The green splodges mean cassava cultivation according to IBGE, and the red dots are cassava landrace accessions from Genesys. That would be a pretty good way to identify gross geographic gaps in ex situ holdings, but for the fact that, crucially, there’s no data from the national collection at Cenargen in Genesys. Yet. We’re working on it. Stay tuned.
Brainfood: Marginal breeds, Biodiversity vs C, Cassava bread, Biodiversity & function, High throughput genomics, Speed breeding, Spiderplant breeding, Agronomy & breeding, Accessibility, PA threats, Diversification, Self-medicating apes, Rusty wheat
- Signatures of positive selection in African Butana and Kenana dairy zebu cattle. Cattle breeds from marginal environments show signs of selection in genome regions associated with adaptation to marginal environments.
- The extent and predictability of the biodiversity–carbon correlation. Co-benefits in about 20% of tropical regions.
- Consistent effects of biodiversity loss on multifunctionality across contrasting ecosystems. Losing biodiversity has different effects on individual functions across ecosystems, but consistent effects on the overall impact on functionality. If you see what I mean.
- Cassava bread in Nigeria: the potential of ‘orphan crop’ innovation for building more resilient food systems. The end of the value chain is the important bit.
- Scaling up: A guide to high throughput genomic approaches for biodiversity analysis. Will probably need to be revised next year.
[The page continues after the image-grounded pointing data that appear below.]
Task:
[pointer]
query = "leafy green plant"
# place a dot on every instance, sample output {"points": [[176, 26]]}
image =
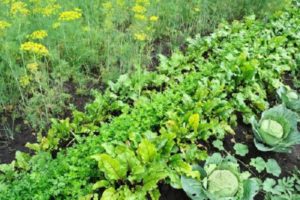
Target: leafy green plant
{"points": [[290, 98], [276, 130], [271, 166], [221, 179], [140, 168], [286, 188]]}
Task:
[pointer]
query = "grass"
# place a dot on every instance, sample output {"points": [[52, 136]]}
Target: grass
{"points": [[150, 128], [91, 43]]}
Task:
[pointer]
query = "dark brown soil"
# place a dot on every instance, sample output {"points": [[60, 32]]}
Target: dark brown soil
{"points": [[8, 147]]}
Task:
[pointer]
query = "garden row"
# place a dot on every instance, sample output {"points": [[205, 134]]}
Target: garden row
{"points": [[45, 65], [153, 128]]}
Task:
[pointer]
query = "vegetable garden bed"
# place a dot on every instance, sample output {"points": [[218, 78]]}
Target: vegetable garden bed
{"points": [[216, 122]]}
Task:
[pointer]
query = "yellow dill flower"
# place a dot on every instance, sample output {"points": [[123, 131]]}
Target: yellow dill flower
{"points": [[4, 25], [107, 5], [48, 10], [56, 25], [70, 15], [153, 18], [24, 80], [40, 34], [140, 17], [138, 9], [32, 67], [35, 48], [146, 2], [140, 36], [19, 8]]}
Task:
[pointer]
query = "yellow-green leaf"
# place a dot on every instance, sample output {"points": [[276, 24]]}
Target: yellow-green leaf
{"points": [[194, 121], [147, 151]]}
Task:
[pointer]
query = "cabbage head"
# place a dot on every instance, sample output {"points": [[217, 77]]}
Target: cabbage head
{"points": [[277, 130], [221, 180]]}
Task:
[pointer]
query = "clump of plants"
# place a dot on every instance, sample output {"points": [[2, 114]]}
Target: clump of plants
{"points": [[290, 98], [221, 178], [152, 128]]}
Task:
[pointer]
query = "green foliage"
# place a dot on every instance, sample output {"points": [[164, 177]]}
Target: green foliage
{"points": [[277, 130], [222, 180], [145, 128], [286, 188], [112, 37], [241, 149], [290, 98], [271, 166]]}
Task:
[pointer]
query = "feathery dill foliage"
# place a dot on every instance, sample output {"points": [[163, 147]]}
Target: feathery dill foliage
{"points": [[87, 42], [162, 117]]}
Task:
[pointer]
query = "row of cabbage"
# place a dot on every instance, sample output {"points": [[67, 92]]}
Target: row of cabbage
{"points": [[150, 128]]}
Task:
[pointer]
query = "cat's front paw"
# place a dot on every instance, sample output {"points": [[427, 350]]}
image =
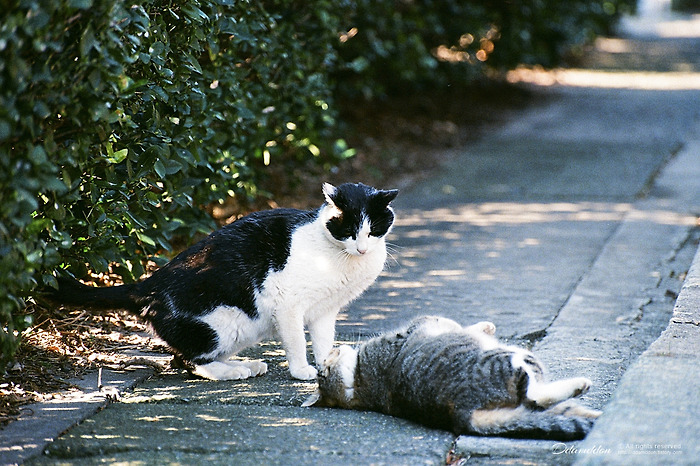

- Speed breeding is a powerful tool to accelerate crop research and breeding. Shuttle breeding on steroids.
- A roadmap for breeding orphan leafy vegetable species: a case study of Gynandropsis gynandra (Cleomaceae). Could do with some high-throughput speed breeding focused on the end of the value chain. How’s that for a coincidence (see 3 entries above)?
- Impact of Crop Diversification on Rural Poverty in Nepal. Growing high-value vegetables can help. Is Cleome high enough value, I wonder, not for the first time?
- Planning for food security in a changing climate. Actually it starts with envisioning new crop management systems, then comes breeding (see entry above).
- A global map of travel time to cities to assess inequalities in accessibility in 2015. Over 10 years in the making, I’m told. Let the mashups begin.
- An assessment of threats to terrestrial protected areas. Number of threats increases with accessibility. Somebody mention mashups?
- Self-medication by orang-utans (Pongo pygmaeus) using bioactive properties of Dracaena cantleyi. External application as anti-inflammatory done by both orangutans and local indigenous human populations.
- Yield effects of rust-resistant wheat varieties in Ethiopia. Improved resistant varieties are better, except under abiotic stress, which is why farmers are going back to traditional varieties. But are they comparing apples and oranges (as it were)?